Dioniso descobriu a videira quando adolescente. Colheu cachos, espremeu e bebeu do novo néctar, o vinho. Pôs as ninfas e os sátiros dançando à sua volta em consequência do estado provocado pela bebida. E muitos poemas no livro falam sobre vinho. Em “NOITE DE DIONISO”:
Banho-me
nesse vinho
até ferir-me
inteiro
no desejo
O homem, arrebatado pelo deus por meio do êxtase, é diferente do que era no mundo cotidiano. Seus devotos, sagradamente embriagados, cantavam, dançavam energicamente à luz dos archotes, ao som das flautas e címbalos e, após a dança vertiginosa, caíam desfalecidos. Acreditavam que saíam de si pelo processo de ékstasis e mergulhavam no deus pelo processo de enthusiasmós. No poema principal, “NOITE DE DIONISO” é claro o processo de ‘mergulhar’ no deus sob o efeito do vinho:
A taça já está
repleta de êxtase
(…)
É no meu corpo
que ele soletra
a doçura
selvagem
do vinho
(…)
Quem alcançava o estado de êxtase e entusiasmo concretizava a comunhão com o deus. A loucura sagrada e a orgia possuíam o valor de uma experiência religiosa. Lembrando que os versos não fazem referência a Dioniso diretamente, são parte da experiência do sujeito lírico. A comunhão (entranhando-te) no poema “EPIFANIA”:
Abrir teu corpo
entranhando-te
no que em mim
é árdua pedra
é a verdade da areia
e do sangue
O culto a Dioniso estava relacionado aos ciclos da natureza e realizado na época da colheita da uva, para agradecer a abundância da vegetação. O vinho, o canto e a dança animavam os participantes mascarados, que relembravam o deus menino correndo pelos bosques acompanhado das ninfas, sátiros e outros seres.
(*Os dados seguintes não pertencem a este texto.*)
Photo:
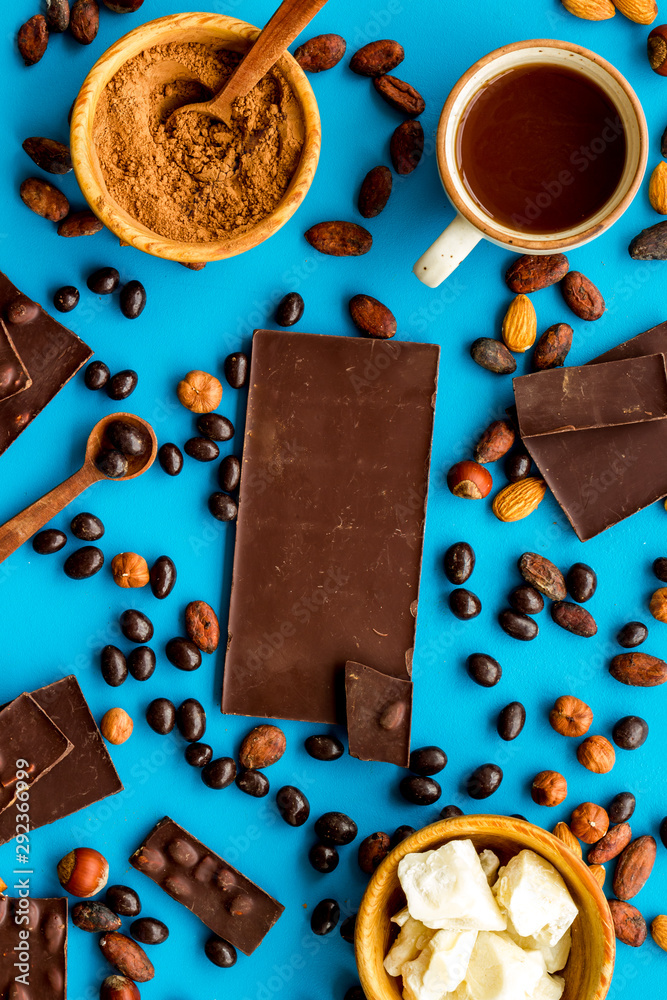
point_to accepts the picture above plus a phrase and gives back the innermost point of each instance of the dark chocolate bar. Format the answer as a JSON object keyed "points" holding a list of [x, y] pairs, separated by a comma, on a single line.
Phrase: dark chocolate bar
{"points": [[27, 734], [33, 948], [331, 519], [379, 715], [597, 432], [51, 354], [226, 901], [13, 373], [85, 776]]}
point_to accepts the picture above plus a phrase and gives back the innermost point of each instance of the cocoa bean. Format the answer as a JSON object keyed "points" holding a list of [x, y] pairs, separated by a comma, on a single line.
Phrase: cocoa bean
{"points": [[339, 239], [80, 224], [33, 38], [320, 53], [372, 317], [638, 669], [84, 21], [127, 957], [582, 296], [493, 355], [202, 627], [553, 347], [611, 845], [629, 925], [372, 852], [377, 58], [44, 199], [495, 442], [651, 243], [406, 146], [543, 575], [400, 95], [574, 618], [263, 746], [634, 867], [57, 15], [530, 272], [52, 156], [375, 191]]}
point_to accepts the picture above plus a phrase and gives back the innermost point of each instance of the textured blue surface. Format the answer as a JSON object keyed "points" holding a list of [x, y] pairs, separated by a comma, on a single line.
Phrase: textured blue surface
{"points": [[53, 626]]}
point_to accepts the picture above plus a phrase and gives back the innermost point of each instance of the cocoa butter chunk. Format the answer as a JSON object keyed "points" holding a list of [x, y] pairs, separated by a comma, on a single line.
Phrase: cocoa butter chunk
{"points": [[651, 243]]}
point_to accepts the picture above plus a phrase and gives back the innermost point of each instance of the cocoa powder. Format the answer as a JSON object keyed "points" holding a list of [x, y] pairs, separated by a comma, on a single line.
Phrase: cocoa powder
{"points": [[195, 179]]}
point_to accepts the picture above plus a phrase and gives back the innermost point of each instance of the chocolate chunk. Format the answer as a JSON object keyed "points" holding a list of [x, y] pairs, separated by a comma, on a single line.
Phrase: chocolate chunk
{"points": [[226, 901]]}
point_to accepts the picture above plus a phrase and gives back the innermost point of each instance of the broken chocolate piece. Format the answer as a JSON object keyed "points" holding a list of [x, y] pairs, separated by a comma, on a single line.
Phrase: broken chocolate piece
{"points": [[596, 433], [226, 901], [379, 715], [27, 734], [35, 966], [82, 778], [51, 355], [331, 519]]}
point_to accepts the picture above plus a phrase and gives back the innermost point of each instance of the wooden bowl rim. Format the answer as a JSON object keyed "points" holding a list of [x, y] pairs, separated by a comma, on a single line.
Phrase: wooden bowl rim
{"points": [[460, 827], [84, 156]]}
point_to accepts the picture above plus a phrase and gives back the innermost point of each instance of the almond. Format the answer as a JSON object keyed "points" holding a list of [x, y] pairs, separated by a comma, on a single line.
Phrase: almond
{"points": [[518, 500], [659, 931], [634, 867], [520, 325], [639, 11], [563, 832], [590, 10], [638, 669], [599, 873], [611, 845], [629, 925], [657, 189]]}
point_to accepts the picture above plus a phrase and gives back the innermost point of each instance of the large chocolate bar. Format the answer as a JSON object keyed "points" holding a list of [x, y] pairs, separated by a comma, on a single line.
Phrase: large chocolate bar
{"points": [[30, 744], [597, 432], [13, 373], [232, 906], [85, 776], [33, 948], [379, 715], [331, 519], [51, 354]]}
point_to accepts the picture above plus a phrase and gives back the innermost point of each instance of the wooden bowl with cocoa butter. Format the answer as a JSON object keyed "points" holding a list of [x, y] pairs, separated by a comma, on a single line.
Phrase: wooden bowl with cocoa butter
{"points": [[196, 192], [589, 969]]}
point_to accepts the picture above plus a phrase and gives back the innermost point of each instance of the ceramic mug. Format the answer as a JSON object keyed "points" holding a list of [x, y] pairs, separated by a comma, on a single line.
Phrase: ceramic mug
{"points": [[471, 223]]}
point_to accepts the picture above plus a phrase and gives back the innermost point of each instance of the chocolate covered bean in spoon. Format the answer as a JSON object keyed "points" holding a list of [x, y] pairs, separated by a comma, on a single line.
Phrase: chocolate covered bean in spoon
{"points": [[286, 24], [137, 439]]}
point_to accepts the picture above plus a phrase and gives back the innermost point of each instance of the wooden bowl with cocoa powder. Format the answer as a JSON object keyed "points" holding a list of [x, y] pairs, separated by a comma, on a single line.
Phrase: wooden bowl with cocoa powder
{"points": [[218, 32], [590, 966]]}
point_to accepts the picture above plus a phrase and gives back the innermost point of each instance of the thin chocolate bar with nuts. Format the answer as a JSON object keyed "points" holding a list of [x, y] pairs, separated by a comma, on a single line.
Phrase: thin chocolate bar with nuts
{"points": [[230, 904]]}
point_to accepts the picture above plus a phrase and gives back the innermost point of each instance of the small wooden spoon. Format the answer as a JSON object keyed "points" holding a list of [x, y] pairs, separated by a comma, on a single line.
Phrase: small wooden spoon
{"points": [[15, 532], [288, 21]]}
No poema “NOITE DE DIONISO” temos a presença da máscara. Não a máscara do teatro do qual Dioniso é deus, mas a humana, como o ator nas suas origens. Alguém fingindo ser o que não é, um hypocrités, hipócrita, com o processo dionisíaco do êxtase e entusiasmo auxiliando sua representação:
(…)
A beleza fere-nos
apunhala-nos
onde existimos
em tudo
onde somos
somente
o avesso
de nossas máscaras
e cicatrizes
(…)
Zeus fulminou os Titãs pelos seus atos e das cinzas nasceram os homens. Com esse fato, os órficos pregavam a reencarnação e a origem divina da alma, explicando que os homens descendem dos deuses. O mito também explica a natureza humana, composta de bem e mal: cada ser humano traz em si uma faísca do divino, sinônimo do bem, e uma parte titânica, que é má.
A participação do homem na natureza divina no poema “VERTICAL”:
Nítido e preciso
caminhas
desnudo
vertical como um deus
A parte titânica e má dos homens no metapoema “NOITE DE DIONISO”:
A beleza
vinho absoluto
nossa humanidade
mais frágil
Solange Firmino
Alexandre Bonafim é poeta e ensaísta. Doutor em Literatura Portuguesa pela Universidade de São Paulo e professor de pós-graduação na Universidade Estadual de Goiás. Publicou 8 livros de poesia, entre eles: Noite de Dioniso (2019), O Secreto Nome do Sol (2013), Sob o Silêncio do Anjo (2009) e Biografia do Deserto (2006).
Solange Firmino é poeta, tem 4 livros de poesia publicados. Graduada em Português/Literatura (UERJ).